- Born: 7 December 1891 Mantua, Kingdom of Italy
- Died: 1970 (age 79) Mantua, Italy
- Allegiance: Kingdom of Italy
- Branch: Royal Italian Army
- Rank: Lieutenant General
- Commands: 10th Artillery Regiment 132nd Armoured Division Ariete 24th Infantry Division Pinerolo
- Conflicts: World War I Battle of Caporetto; Second Battle of the Piave River; Battle of Vittorio Veneto; ; World War II North African campaign First Battle of El Alamein; Battle of Alam Halfa; ; Operation Achse; ;
- Awards: Silver Medal of Military Valor; War Merit Cross; Military Order of Savoy; Order of the Crown of Italy; Order of Merit of the Italian Republic; Legion of Merit;

= Adolfo Infante =

Italian general

Adolfo Infante (7 December 1891 – 1970) was an Italian general during World War II.

==Biography==

===Early life and career===
He was born in Mantua on 7 December 1891, the son of an artillery officer. He participated in the First World War with the rank of artillery captain, earning a Silver Medal of Military Valor for his behaviour during the retreat across the Tagliamento, following the battle of Caporetto. From 1935 to 1937 he was commander of the 10th Artillery Regiment, and from 1937 he served first as Chief of Staff of the XX Army Corps stationed in Libya, then (from October 1939 to January 1940) as Chief of Staff of the 1st Army, then under the command of General Pietro Pintor, and finally as Military Attaché at the Italian Embassy in Washington DC. In August 1939 he was promoted to Brigadier General.

===World War II===

From 1941 to 1942 he was aide-de-camp to the King of Italy Victor Emmanuel III, and in July 1942, after being promoted to Major General in May, he became commander of the 132nd Armoured Division Ariete in North Africa till September, when he was transferred to Delease and then to the Libya General Headquarters until December. He was then attached to the Ministry of War until in July 1943 he was given command of the 24th Infantry Division Pinerolo, stationed in Greece as an occupation force in the region of Thessaly.

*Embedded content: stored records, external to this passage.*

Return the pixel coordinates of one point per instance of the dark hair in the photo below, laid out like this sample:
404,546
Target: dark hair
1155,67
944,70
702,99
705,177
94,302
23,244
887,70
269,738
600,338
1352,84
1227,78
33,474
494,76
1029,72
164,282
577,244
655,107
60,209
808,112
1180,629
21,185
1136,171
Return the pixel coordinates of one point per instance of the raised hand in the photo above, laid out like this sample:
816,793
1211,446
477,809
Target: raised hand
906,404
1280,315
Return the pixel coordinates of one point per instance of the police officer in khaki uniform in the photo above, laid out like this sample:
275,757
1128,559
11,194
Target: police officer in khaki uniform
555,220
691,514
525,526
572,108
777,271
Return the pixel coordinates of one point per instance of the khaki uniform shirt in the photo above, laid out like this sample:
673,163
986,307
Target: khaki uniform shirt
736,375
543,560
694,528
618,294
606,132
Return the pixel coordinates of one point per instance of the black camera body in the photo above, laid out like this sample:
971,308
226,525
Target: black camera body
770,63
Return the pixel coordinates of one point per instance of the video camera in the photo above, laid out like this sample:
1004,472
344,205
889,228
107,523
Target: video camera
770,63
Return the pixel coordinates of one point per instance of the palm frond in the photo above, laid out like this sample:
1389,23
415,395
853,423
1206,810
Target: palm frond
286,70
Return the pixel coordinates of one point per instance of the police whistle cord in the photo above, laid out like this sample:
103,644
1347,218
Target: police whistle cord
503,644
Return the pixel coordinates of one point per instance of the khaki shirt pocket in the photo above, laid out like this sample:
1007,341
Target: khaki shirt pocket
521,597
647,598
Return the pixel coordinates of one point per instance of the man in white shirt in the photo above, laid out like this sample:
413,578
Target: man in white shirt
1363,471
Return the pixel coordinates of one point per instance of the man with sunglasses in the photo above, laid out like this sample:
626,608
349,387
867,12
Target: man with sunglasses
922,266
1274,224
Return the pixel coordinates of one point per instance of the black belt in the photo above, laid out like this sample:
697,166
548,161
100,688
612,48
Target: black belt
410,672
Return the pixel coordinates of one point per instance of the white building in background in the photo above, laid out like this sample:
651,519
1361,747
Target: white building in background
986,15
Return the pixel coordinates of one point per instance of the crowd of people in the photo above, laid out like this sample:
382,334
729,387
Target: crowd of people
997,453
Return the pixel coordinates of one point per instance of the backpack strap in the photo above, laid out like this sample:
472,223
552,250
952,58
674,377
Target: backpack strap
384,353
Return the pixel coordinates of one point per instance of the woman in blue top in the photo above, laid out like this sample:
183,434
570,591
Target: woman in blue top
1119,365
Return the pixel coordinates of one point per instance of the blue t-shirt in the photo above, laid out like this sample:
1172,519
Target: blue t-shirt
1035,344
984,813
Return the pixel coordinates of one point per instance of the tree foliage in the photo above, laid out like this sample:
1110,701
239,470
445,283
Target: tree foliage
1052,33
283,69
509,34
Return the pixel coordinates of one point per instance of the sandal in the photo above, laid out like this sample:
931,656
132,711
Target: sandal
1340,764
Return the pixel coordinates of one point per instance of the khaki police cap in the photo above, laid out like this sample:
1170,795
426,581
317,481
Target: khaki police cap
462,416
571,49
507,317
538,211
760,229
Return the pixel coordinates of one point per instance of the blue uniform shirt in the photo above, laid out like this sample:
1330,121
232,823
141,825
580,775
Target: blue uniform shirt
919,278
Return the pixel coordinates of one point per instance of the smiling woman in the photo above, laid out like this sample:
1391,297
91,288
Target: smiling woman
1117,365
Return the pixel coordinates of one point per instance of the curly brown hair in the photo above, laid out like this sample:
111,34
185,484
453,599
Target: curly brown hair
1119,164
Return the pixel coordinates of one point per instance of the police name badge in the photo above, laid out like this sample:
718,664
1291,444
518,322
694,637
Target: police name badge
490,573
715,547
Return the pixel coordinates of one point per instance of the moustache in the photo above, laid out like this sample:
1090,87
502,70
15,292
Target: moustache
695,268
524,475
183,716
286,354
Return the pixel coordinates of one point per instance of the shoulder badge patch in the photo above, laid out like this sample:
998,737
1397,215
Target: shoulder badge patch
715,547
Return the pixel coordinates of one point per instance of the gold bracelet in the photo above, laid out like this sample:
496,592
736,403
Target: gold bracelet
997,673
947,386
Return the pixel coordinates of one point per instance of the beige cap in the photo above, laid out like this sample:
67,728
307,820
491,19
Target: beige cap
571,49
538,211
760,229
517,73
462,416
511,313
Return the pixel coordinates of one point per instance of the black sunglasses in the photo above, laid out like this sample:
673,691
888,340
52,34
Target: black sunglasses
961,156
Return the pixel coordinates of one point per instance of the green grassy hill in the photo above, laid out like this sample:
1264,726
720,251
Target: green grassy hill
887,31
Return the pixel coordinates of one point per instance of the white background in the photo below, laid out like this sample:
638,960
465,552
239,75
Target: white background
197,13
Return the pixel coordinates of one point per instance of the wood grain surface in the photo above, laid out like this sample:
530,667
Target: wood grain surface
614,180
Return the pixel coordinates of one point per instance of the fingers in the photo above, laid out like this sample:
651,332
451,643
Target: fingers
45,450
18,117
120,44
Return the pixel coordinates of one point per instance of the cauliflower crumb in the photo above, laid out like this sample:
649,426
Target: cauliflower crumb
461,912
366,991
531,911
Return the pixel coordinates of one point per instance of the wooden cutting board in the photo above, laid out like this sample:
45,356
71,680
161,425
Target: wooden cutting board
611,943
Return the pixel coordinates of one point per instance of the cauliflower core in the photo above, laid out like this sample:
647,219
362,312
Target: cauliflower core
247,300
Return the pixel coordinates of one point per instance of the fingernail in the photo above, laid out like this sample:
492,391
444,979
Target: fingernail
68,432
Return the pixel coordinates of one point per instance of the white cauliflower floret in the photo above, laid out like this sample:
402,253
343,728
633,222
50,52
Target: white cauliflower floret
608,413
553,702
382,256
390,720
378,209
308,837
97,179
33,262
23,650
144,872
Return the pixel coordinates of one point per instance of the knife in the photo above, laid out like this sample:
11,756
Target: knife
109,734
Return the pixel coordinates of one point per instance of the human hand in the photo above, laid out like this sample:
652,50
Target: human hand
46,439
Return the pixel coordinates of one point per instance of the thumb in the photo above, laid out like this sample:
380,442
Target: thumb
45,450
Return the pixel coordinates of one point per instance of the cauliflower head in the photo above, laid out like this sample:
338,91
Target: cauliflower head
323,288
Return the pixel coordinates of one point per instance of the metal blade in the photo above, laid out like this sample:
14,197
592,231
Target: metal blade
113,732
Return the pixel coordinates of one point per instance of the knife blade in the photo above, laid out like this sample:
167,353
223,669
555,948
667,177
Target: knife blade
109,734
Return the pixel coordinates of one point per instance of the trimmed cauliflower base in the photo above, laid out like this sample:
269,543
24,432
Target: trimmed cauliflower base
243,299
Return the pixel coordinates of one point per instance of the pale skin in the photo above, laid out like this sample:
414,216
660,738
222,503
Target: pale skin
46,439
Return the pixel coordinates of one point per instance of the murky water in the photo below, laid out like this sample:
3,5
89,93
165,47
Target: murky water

On 8 September 1943 the Armistice of Cassibile was announced, and within a few days, most of the Italian units located in Greece were disarmed and interned by the German troops. One of the few exceptions was the Pinerolo Division; General Infante, thanks to the mediation of a British military mission, established a collaboration agreement with the Greek partisans of ELAS and EDES, and starting from 15 September at least 8,000 men of the division took to the mountains of the Pindus region. The units of the "Pinerolo" were reorganized into the TIMO Regiment ("Italian Troops of Eastern Macedonia"), initially employed in operations against the Germans; starting from the end of October, however, Italian units were progressively disarmed by the Greek partisans and interned in special prison camps, in harsh conditions that resulted in the death of several thousand of Italians. Infante protested harshly with the British mission for the treatment received by his men, but only obtained that the British take charge of the supplies of the internees and that small Italian contingents were used in limited sabotage operations.

Infante's behavior in Greece favorably impressed the British, who in June 1944 repatriated him to Italy to take on the post of Deputy Chief of the General Staff of the Italian Co-Belligerent Army; he was also made aide to crown prince Umberto of Savoy, then Lieutenant-General of the Kingdom of Italy, in 1944-1945. After the war he held the position of Military Attaché at the Italian Embassy in London.

===Later years===

After the end of the war, the Greek National Office for War Crimes included Infante in several lists of war criminals whose extradition it intended to request from Italy to try them in Greece. Among other charges, he was accused for the killing on 13 August 1943 of thirty-five civilians in the village of Almyros, in Thessaly. The request was however dropped, along with all those against the Italian military, in 1948, when Greece, under strong Allied pressure, renounced in a secret agreement to prosecute Italians accused of war crimes on its national territory.

Infante, who had also been awarded the titles of Knight of the Military Order of Savoy and Grand Officer of the Order of Merit of the Italian Republic and the Legion of Merit, died in 1970.